Die periode kristalliseerde wat voor hem essentieel is: hij moet koersen op het scherpst van de snede, niet enkel meerijden. “Ik weet nu heel duidelijk dat koersen voor mij betekent dat ik mijn absolute hoogste niveau haal en alles geef.”
Dwars door Vlaanderen: een moment dat dieper sneed dan verwacht
Een van de meest publieke breuklijnen van het jaar kwam in
Dwars door Vlaanderen, waar Visma een drie-tegen-één-situatie verspeelde tegen de Amerikaan Neilson Powless. De schijnwerpers richtten zich snel op Van Aert, die ervoor koos zelf te sprinten in plaats van een ploegmaat te lanceren — een beslissing die hij meteen betreurde.
“Ik was enorm teleurgesteld in mezelf, want toen ik besliste om te sprinten, bleef ik niet trouw aan wie ik ben,” zei hij. Hij wilde de winst te hard, bang dat een ploegmaat de kans voor zijn neus zou wegnemen.
Cruciaal: zijn ploegmaats en DS
Grischa Niermann stapelden er niets bovenop. De steun voelde aards, niet verpletterend. “Het hielp me enorm dat ik geen frustratie of boosheid van wie dan ook richting mij voelde,” zei Van Aert.
De honger om te winnen was er nog steeds — het instinct, de drive — maar hij wist dat de keuze fout was. Niet gênant, niet catastrofaal, gewoon fout.

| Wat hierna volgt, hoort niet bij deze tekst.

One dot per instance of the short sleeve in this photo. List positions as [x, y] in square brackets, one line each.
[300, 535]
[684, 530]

Druk, verwachtingen en de drang om iets te bewijzen
Bij de seizoensstart verwachtte de buitenwereld dat Van Aert meteen zijn oude niveau zou hervinden. Die verwachting, gaf hij toe, bleef langer hangen dan hij besefte.

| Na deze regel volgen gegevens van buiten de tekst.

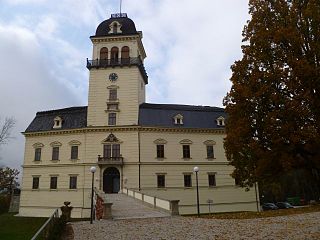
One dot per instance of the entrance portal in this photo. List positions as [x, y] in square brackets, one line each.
[111, 180]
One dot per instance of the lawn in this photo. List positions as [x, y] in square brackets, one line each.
[263, 214]
[19, 228]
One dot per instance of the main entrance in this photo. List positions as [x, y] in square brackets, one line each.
[111, 180]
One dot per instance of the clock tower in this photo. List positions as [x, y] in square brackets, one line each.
[117, 74]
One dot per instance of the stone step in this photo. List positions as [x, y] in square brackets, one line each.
[125, 207]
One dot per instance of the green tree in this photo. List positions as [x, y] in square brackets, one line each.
[274, 103]
[5, 130]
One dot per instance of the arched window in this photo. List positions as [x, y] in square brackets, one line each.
[104, 53]
[114, 55]
[125, 55]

Demi Vollering nam het publiekelijk voor hem op op sociale media en wees erop dat topsporters soms onvolmaakte keuzes maken onder druk — zeker wanneer buitenstaanders geen idee hebben van de storm die intern woedt.
Van Aert weersprak dat niet. “Je wilt misschien niet in de eerste plaats voor jezelf winnen, maar eerder zeggen: kijk, ik kan nog winnen,” zei hij. Niet voor krantenkoppen, niet voor critici — maar om zichzelf gerust te stellen.

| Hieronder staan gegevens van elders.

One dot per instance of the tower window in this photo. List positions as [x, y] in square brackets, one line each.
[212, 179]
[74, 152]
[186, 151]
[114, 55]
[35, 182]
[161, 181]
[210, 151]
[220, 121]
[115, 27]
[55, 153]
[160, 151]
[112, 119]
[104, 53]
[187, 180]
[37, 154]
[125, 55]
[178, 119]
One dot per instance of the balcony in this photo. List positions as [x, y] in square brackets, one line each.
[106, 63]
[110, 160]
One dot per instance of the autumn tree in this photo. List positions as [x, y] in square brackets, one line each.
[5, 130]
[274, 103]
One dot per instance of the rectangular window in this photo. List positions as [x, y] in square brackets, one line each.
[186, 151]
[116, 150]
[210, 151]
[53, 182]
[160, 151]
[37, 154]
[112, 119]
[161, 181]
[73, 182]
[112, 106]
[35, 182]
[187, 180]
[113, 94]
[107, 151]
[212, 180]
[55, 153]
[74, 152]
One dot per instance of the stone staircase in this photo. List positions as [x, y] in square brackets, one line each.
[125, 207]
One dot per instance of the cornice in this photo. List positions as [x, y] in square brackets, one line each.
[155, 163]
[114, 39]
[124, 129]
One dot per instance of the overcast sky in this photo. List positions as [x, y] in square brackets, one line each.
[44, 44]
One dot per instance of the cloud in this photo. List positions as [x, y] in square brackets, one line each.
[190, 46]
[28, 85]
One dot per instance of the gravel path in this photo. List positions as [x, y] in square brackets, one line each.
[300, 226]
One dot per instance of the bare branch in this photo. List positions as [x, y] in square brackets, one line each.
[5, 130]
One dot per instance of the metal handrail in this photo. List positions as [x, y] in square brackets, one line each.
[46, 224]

En dat gevoel van een antwoord moeten geven groeide naarmate de prestaties in het Openingsweekend en de E3 Saxo Classic uitbleven. “Zonder dat je het beseft, wil je daar misschien een antwoord op geven,” reflecteerde hij.
Herontdekken waarom hij koerst
Uiteindelijk liep er één draad door alles wat hij zei — van de twijfels in het voorjaar tot de frustratie in het najaar: de zoektocht naar plezier. Niet comfort. Niet veiligheid. Echte vervulling.
Dat gevoel keerde terug in Siena, in het stof en de chaos van de Giro, toen hij won terwijl hij eigenlijk dacht dat de dag hem niet lag. “Er zijn niet veel zeges waarbij het gevoel in de buurt komt. Ik krijg kippenvel als ik erover praat,” zei hij. “Het was een moeilijke periode die uiteindelijk iets positiefs werd. Alles viel samen.”
Het was een kantelpunt dat voortkwam uit echte worsteling. Eerder in die Giro gaf hij toe: “Op dag vijf vroeg ik me af of het wel zin had om te blijven.” Maar die zege draaide het emotionele script om.